The Swedish Model in the Post-Financial Crisis Era
Edited by Christina Garsten, Jessica Lindvert and Renita Thedvall
Chapter 10: In the name of evidence-based practice: managing social workers through science, standards and transparency
It is possible to order a starter package in evidence-based practice for social work from the Swedish government agency, the National Board of Health and Welfare. The package explains what evidence-based practice means in social work and gives examples of systematic, evidence-based methods that social workers can use in their daily work life. It explains the criteria set out by the National Board of Health and Welfare for what is to be considered evidence-based method.
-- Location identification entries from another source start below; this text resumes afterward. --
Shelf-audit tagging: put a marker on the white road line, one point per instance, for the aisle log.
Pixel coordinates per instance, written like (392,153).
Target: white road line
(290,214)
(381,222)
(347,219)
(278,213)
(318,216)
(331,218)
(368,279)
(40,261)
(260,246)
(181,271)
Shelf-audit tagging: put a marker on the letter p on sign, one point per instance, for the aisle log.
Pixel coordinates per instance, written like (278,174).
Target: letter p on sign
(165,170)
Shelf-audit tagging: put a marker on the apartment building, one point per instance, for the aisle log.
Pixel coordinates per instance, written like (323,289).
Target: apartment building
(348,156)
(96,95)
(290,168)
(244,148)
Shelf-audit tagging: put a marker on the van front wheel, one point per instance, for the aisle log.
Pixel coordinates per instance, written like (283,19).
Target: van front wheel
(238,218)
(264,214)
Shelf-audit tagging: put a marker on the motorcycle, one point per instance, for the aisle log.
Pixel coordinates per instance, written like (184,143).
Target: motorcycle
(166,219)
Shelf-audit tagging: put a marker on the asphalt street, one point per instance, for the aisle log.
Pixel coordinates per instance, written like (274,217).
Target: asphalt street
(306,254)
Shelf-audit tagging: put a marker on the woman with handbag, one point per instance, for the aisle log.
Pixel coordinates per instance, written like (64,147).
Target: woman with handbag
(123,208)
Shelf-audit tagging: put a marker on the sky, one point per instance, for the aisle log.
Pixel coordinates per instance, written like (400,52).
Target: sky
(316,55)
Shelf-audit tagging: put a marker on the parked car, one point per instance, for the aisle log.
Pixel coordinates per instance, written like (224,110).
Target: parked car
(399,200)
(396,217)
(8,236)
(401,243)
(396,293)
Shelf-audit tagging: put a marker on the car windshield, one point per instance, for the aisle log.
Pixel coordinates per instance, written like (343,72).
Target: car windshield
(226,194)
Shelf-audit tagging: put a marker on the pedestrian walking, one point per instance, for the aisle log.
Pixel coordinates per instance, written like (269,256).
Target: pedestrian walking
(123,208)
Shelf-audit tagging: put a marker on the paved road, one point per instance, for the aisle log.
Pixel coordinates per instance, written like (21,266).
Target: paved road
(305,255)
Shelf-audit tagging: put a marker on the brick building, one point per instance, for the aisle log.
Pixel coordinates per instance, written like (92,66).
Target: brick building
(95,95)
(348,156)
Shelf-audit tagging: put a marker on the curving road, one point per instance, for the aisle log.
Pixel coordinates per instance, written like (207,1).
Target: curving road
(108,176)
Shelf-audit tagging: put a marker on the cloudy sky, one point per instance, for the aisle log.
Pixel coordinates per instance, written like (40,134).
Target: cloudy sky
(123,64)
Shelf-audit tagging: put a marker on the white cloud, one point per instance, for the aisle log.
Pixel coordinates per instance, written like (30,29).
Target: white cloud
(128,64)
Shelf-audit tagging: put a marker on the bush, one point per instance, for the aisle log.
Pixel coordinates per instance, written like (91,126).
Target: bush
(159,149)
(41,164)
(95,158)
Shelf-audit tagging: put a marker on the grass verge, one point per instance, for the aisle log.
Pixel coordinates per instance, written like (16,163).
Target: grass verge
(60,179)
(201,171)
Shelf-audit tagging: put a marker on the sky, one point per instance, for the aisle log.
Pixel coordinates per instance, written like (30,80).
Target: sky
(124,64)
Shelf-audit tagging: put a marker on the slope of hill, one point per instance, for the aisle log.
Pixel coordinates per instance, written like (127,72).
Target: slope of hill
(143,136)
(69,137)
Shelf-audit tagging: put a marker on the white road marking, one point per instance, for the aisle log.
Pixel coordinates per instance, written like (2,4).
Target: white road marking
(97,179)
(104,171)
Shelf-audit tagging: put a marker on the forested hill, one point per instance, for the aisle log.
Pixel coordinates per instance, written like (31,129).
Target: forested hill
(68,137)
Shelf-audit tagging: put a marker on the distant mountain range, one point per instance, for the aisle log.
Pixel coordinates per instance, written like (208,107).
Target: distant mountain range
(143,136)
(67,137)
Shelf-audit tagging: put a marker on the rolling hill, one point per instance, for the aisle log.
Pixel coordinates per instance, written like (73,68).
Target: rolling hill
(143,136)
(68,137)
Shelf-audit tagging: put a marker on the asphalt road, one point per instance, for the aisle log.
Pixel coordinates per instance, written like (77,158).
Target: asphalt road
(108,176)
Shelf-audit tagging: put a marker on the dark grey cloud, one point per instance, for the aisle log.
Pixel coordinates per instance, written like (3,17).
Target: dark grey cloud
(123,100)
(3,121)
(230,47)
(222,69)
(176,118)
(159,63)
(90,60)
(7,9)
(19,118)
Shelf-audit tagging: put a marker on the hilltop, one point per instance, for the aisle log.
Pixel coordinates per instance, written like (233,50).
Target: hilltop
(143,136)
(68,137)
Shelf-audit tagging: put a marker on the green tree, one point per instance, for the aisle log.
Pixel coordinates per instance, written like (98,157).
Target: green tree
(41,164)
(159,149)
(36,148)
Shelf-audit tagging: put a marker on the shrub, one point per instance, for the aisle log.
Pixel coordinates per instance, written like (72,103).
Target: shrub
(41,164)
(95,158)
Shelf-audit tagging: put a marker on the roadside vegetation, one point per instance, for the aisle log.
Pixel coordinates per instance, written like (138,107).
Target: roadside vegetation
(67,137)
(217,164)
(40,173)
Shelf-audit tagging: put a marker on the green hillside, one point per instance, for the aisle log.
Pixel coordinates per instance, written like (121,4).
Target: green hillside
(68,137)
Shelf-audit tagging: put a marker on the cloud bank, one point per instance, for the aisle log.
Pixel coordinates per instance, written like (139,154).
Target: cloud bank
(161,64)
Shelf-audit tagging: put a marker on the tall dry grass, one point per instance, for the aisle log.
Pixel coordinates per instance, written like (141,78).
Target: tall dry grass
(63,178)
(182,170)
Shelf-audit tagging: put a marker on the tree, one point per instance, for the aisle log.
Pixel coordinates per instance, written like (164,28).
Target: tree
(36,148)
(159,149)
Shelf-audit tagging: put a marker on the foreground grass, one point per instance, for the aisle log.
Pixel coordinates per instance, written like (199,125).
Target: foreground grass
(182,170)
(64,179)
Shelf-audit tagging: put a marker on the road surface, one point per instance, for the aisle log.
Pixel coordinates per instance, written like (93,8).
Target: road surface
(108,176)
The criteria are based on a scale from 1 to 5, where 1 is optimal. A ranking of 1 refers to a randomized controlled trial (RCT), and preferably two trials showing the same results. In a randomized controlled trial, participants are randomly assigned to receive either an intervention or control treatment (often standard care services). This allows the effect of the intervention to be studied in groups of people who are: (1) the same at the outset, and (2) treated the same way, except for the intervention(s) being studied. The idea is then that any differences seen in the groups’ outcomes can be attributed to the difference in treatment alone, and not to bias or chance. A ranking of 2 on the scale refers to non-randomized controlled trials with a placebo or untreated control group. A 3 refers to pre- and post-evaluations without a placebo or untreated control group, a 4 to correlation studies, and a 5 to expert opinion.